Frau Kollegin Richstein, ich möchte Folgendes klarstellen: Natürlich wollen auch wir, dass diese Föderalismusreform ein Erfolg wird. Natürlich will auch die Linkspartei.PDS nicht, dass jegliche Kompetenz in Sachen Bildung an den Bund geht. Ich will das bayerische Schulsystem nicht in Gänze in diesem Land haben. Ich bin froh, dass wir wegen der föderalen Richter ein Fach wie LER hier haben. Ich will ganz deutlich sagen, dass es

uns nicht darum geht, föderale Strukturen wie beispielsweise das gegliederte Schulsystem in Berlin und Mecklenburg-Vorpommern auszuhebeln. Föderale Strukturen schaffen Möglichkeiten, andere Wege zu gehen.
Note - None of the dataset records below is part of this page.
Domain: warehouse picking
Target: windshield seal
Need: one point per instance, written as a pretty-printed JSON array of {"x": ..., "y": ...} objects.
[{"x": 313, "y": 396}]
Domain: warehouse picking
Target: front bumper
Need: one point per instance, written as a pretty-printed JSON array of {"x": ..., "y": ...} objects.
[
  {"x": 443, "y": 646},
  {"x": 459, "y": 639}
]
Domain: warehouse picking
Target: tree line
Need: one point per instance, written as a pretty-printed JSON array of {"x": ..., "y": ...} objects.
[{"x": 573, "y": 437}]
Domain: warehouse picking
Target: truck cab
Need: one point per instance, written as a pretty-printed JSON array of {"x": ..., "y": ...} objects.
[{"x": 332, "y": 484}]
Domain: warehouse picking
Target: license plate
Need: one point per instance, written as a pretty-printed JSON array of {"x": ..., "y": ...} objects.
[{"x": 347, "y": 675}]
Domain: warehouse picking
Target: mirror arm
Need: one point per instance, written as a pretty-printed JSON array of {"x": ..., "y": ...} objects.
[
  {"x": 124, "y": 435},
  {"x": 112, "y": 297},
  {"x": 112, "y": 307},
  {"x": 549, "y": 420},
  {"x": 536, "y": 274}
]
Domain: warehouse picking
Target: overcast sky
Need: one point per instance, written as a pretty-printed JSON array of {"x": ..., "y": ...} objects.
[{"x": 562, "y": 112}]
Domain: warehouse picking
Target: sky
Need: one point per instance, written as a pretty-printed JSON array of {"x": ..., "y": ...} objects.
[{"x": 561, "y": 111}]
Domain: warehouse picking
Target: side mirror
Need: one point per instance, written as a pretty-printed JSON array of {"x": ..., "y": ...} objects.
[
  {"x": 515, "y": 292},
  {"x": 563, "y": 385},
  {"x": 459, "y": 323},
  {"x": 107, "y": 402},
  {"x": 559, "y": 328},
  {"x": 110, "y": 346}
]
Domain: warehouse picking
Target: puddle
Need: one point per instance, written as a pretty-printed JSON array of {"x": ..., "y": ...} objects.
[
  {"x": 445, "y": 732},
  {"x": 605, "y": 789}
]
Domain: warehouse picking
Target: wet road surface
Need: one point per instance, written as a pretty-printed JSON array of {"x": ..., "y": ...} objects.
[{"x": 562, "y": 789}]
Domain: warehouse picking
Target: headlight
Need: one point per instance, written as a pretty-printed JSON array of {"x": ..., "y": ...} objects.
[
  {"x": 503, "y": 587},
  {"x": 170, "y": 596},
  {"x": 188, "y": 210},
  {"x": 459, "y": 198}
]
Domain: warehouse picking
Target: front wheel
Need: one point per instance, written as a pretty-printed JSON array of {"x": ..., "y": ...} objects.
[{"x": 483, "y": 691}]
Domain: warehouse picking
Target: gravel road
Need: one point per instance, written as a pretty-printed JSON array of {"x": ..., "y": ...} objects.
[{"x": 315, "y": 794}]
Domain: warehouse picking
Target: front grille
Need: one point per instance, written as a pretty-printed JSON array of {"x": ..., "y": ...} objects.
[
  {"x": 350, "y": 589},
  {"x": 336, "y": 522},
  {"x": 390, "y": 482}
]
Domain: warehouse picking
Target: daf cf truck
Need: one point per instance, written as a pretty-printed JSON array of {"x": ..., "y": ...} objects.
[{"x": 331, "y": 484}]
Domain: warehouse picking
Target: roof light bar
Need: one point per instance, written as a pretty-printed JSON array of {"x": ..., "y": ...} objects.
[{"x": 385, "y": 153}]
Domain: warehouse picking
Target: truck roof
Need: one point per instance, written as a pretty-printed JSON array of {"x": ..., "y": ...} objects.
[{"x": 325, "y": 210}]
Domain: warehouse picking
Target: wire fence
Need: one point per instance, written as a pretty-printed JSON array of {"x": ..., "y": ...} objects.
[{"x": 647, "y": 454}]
(Beifall bei der Linkspartei.PDS)

Es geht uns vielmehr darum, dass Bildung als solche gar nicht Gegenstand der Föderalismusreform war. Bildung war von Anfang an nur Verhandlungsmasse und nach dem von Herrn Baaske richtig beschriebenen Vorgang nur das, was man in die Waagschale geworfen hat, um anderes zu bekommen. Das ist das Grundproblem. Deswegen sind wir der Meinung: So geht es nicht. So reicht es nicht. So wollen wir das auch nicht.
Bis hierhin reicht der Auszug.